Et il eut un rire mauvais. Il ne put cependant nous
dégoûter de nos sorbets. Le mien était parfumé à la
fleur d’oranger.
Pendant que nous nous régalions, l’écuyer tranchant
se mit à pérorer. Cependant, il jetait des coups d’œil
mauvais en direction du Sarrasin qui nous servait d’interprète. Celui-ci, avec beaucoup de tact, prétexta d’une
commande à passer pour nous laisser seuls. L’écuyer ne
mit alors plus de bornes au déchaînement de ses critiques à l’endroit des Arabes. Il exaltait leur fourberie,
leur violence, leur immoralité. Son prêche avait pour
effet et sans doute pour but de nous faire sentir combien nous étions des misérables de nous complaire dans
la compagnie de tels sauvages.
— Mais pourquoi, osai-je lui demander, partagez-vous
alors leur accoutrement ?
Car, enfin, si nous nous laissions séduire par la vie
damascène, au moins avions-nous le courage de proclamer par nos atours que nous restions des chrétiens.

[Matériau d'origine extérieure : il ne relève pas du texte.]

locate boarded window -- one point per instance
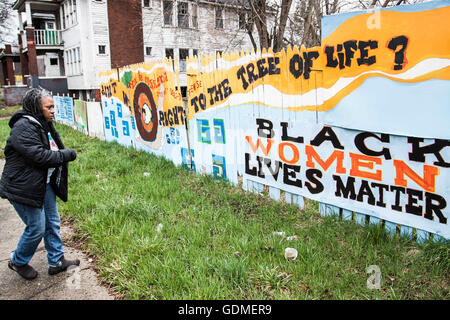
(167, 10)
(219, 18)
(183, 15)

L’écuyer baissa d’un ton et, en se penchant vers nous,
confia que ce travestissement était nécessaire à l’accomplissement de ses desseins. Nous comprîmes alors qu’il
entendait mener une mission secrète pour le compte du
duc de Bourgogne, son maître. Cette supposée discrétion était d’autant plus ridicule que les mahométans ne
pouvaient ignorer dès le premier coup d’œil à qui ils
avaient affaire. Néanmoins, fort de son invisibilité supposée, Bertrandon rassemblait le plus d’informations
possible sur les contrées qui l’accueillaient. Il nous fit
des demandes nombreuses sur les villes et villages que
nous avions traversés. Il insistait sans la moindre vergogne sur les détails militaires : avions-nous rencontré
des troupes ? Qui gardait tel pont, tel bâtiment ? Combien d’hommes en armes accompagnaient la grande
caravane à laquelle — mais je me gardai de lui dire —
j’avais hésité à me joindre ? À mesure que l’interrogatoire avançait, nous comprenions plus clairement la
nature de la mission qui lui avait été confiée. Il s’agissait
ni plus ni moins de préparer une nouvelle croisade.
De tous les princes d’Occident, le duc de Bourgogne
était celui qui continuait de former les projets les plus
concrets de reconquête de l’Orient. Il avait d’ailleurs
financé une expédition quelques années plus tôt qui
s’était soldée par un échec.
Dès que j’eus pris conscience des intentions véritables
de Bertrandon, je le regardai autrement. Ce qui m’avait
diverti en lui me fit soudain horreur.